Feet pushing me out in front, leading the three behind me, legs finding my forest rhythm through the rhododendron grove. I suck in the cool, moist air, smell the rich dirt, feel the gray rock towering above me, up and out, overshadowing and protecting. A rushing creek, one-two-hop across, a waterfall, a smooth wooden ladder with worn dips in the rungs from years of climber hands and feet. Fingers trailing along cold, pleasantly rough sandstone, boots tramping up and over and beside root networks and bouncing from rock to rock by a bright blue lake glistening in the sun. The newly adorned trees whisper with their happy green leaves, welcoming. I name the walls and routes as we go by, stories flooding inside, filling with bright histories and remembered laughter. I announce when we go by, a proud tour guide come home again. D.C. Memorial Boulder (a gray hunk of cubed stone), Gun Wall (concentrated string of 5.10s), Chewy (the fun 5.10 with the bouldery start), Under the Milky Way (5.11, popular, slopey, and difficult), Satisfaction Guaranteed (sought-after 5.11a with the pinkie blood spot under the roof and the rhododendron chair beneath). The lake laps fully, contented, on the shore, previously protruding triangle boulders now humbly submerged, silver points poking out quietly, subdued by the happily returned waters, sparkling and rejoicing in the sun. I feel my spirits lift higher and higher as my feet find themselves closer and closer to the center of things, to the geographical pivot of my world, emerging from the smooth-barked saplings and wide-leaved rhododendron bush to a small, tan beach of hard-packed earth, perfect hammock trees, stretching tan-orange rock with iron bands and Hippie Dreams routes basking luxuriously in the sun–
And I am home.
I strip off my outer clothes before I can think, hot from the excited hike, and wade into the cool blue-green water, plunging beneath, spinning around like a silly mermaid, feeling the softness against my skin. What freedom there is here! What aliveness. My body waking up to vibrancy of things. My friends and I stretch out in the sun and let our skin soak in the rays, warmth radiating. Monarch butterflies float through this stretch of solitude, our corner of the world, somewhere to hold us and hide us and heal us.

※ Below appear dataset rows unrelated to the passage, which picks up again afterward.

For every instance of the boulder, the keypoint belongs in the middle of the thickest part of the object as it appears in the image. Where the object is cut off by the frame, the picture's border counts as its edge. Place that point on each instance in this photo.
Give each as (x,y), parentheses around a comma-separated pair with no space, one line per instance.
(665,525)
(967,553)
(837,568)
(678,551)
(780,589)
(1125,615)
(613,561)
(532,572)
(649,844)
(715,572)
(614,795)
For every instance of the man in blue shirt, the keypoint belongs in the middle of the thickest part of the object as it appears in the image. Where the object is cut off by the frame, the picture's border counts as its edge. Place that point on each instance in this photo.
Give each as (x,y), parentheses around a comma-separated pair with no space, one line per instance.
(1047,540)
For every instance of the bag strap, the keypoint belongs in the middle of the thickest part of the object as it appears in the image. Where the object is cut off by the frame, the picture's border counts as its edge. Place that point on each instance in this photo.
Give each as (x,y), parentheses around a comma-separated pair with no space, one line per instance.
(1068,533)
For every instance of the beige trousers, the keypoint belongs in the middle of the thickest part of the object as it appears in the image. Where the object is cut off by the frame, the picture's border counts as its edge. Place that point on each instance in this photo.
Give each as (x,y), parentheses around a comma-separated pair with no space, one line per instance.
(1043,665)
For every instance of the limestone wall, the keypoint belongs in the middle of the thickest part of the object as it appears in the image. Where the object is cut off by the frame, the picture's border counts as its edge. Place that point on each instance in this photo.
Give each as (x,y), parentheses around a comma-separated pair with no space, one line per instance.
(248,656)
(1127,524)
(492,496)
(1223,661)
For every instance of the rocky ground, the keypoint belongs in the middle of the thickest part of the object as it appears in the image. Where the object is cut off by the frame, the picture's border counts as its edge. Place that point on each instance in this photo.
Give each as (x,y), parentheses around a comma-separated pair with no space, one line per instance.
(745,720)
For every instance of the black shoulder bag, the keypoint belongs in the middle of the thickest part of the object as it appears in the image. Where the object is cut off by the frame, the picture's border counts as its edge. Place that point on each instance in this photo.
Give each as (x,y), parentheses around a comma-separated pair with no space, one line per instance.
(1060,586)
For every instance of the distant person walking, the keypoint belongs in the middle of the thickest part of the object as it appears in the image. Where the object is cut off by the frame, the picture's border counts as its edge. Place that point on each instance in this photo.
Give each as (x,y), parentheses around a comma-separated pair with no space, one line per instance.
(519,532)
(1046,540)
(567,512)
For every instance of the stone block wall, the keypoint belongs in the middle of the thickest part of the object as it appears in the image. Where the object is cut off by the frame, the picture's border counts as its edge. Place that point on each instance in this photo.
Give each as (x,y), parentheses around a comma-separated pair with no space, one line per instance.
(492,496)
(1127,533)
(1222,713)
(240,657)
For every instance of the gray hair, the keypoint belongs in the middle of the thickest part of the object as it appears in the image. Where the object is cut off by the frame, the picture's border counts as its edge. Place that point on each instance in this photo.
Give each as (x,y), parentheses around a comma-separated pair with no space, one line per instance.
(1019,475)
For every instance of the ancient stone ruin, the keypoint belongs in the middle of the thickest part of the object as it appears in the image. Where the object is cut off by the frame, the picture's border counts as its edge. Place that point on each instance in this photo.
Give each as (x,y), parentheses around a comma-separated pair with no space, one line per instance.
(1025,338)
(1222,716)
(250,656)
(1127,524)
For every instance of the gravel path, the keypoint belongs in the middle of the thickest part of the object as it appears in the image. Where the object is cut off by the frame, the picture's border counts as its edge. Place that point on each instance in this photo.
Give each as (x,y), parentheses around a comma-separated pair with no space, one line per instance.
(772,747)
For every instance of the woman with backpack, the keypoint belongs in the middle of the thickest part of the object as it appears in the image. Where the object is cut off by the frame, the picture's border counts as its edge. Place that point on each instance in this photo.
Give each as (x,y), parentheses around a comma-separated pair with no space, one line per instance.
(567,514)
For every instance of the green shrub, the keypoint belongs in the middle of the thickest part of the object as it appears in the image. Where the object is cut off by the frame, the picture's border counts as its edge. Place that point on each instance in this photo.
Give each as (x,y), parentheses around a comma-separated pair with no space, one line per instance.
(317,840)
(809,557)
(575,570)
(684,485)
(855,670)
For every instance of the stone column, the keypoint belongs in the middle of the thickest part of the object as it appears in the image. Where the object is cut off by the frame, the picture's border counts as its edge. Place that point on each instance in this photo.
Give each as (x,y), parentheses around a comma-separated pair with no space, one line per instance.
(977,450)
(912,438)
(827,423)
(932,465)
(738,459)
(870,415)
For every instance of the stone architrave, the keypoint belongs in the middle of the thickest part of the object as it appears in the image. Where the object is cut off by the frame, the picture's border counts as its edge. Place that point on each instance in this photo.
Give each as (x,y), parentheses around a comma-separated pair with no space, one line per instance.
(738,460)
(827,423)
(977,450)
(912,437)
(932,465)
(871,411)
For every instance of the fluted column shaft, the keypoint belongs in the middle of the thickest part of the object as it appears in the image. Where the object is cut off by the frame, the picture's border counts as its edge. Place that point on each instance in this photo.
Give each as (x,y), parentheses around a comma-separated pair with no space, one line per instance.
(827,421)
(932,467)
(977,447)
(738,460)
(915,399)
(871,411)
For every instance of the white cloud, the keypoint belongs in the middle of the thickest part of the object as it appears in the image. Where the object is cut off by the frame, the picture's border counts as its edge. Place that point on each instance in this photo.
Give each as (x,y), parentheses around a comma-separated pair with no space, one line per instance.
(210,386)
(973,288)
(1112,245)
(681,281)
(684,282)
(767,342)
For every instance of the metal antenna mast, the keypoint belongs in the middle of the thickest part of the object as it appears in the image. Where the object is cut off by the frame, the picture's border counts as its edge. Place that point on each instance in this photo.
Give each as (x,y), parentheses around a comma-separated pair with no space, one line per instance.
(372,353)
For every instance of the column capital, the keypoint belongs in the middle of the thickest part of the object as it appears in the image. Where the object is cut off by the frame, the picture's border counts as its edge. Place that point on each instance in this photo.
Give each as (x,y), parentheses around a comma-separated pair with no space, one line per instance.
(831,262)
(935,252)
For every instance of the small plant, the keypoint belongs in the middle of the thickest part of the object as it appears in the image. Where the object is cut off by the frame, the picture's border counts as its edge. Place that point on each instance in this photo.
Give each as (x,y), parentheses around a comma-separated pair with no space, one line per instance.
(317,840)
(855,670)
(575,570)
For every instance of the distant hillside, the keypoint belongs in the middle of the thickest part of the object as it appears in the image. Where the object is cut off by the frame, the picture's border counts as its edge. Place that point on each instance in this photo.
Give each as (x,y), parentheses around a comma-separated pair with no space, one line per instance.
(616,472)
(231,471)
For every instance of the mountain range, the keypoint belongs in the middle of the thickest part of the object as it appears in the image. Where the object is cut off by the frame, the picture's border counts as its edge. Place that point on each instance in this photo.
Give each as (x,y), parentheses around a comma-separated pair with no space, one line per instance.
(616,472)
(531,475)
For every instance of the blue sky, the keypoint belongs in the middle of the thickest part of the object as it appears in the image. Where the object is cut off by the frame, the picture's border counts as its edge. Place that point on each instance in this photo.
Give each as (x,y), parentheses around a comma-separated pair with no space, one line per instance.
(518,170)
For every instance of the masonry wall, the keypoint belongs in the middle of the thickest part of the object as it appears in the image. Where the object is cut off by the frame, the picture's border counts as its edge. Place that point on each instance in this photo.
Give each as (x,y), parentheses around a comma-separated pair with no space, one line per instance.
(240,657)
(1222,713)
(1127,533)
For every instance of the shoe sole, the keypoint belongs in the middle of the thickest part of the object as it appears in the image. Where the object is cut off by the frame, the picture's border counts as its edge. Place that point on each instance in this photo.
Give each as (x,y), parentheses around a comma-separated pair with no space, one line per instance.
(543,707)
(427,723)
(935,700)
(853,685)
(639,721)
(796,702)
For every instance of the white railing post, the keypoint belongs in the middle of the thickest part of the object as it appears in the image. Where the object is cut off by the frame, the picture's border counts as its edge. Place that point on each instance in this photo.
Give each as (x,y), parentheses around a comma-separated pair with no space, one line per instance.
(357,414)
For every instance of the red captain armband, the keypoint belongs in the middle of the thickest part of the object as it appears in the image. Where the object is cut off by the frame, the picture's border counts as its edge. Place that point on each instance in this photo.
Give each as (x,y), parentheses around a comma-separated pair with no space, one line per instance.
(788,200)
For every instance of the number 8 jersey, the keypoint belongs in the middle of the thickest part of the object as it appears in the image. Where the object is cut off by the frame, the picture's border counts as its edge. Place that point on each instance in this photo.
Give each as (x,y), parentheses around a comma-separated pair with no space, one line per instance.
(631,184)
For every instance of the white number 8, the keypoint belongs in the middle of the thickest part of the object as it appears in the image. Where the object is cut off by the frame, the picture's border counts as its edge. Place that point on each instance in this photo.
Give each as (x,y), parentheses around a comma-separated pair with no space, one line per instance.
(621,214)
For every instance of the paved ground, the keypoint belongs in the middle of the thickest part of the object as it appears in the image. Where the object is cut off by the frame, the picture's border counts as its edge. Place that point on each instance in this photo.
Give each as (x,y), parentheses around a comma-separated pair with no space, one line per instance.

I read and think and climb and laugh. Yet still the core quiet deep blue sadness remains like a permanent dusk inside. It is so weird to realize that happiness and sadness are not mutually exclusive–in fact, right now, it is impossible to be happy without the sad being there too. Here, in the place I love best, I can be happy-sad… and that itself is a gift. I am glad to be here. I am glad to be me. Here, I can rest. The missing and hurt doesn’t stop, but here I can live. It is odd, too, realizing that for the first time, being here doesn’t fix everything, fix me, even though it does make living a million times easier. It makes me realize that yes, home is a place, but even more so, home is a person. And that’s okay. I am just so grateful I get to be in my place-home, if not with my person-home–everywhere is home when I’m with him, and I think for me, that is how it should be.
The afternoon slides by with a plethora of silliness–goldfish on a sleeping friend’s eyes and getting lost on simple paths and dizzy upside-down lake shenanigans sixty feet up in the air, hands reaching to the sky and the ground all at once, and mountains of photos, clicking away swinging on slings and hoping they hold, and traversing over lichen far from my anchors with my heartbeat pumping, and doing things that scare me just a little. What a thing it is to feel confident and comfortable in a wild place like this, accepted and wanted by it, belonging, even as my heart aches as it does. I am thankful to have a haven that doesn’t move or radically change, at least in any way that matters to me. It will always welcome me back, no matter what state of Ashley I’m in. I don’t have to worry about how it ‘sees’ me or will ‘handle’ me–there is only understanding and peace here. It doesn’t know how to be anything else. It doesn’t know how well it is a haven to so many people who feel like they have none.
We hike out with the promise of hot dogs and a campfire. The low sun is beautiful and golden, lighting up the meadow and rocky path with the majestic light of adventure, bathing everyone equally and liberally, regardless of ability or identity–just the effort put forth to exist here earning it. I am exhausted, inside and out. Sad-happy–what a strange thing. But today was one of the first in a while that felt worth living at the end. I am glad that today I was me, here, and that, by God’s grace, it was mine to live.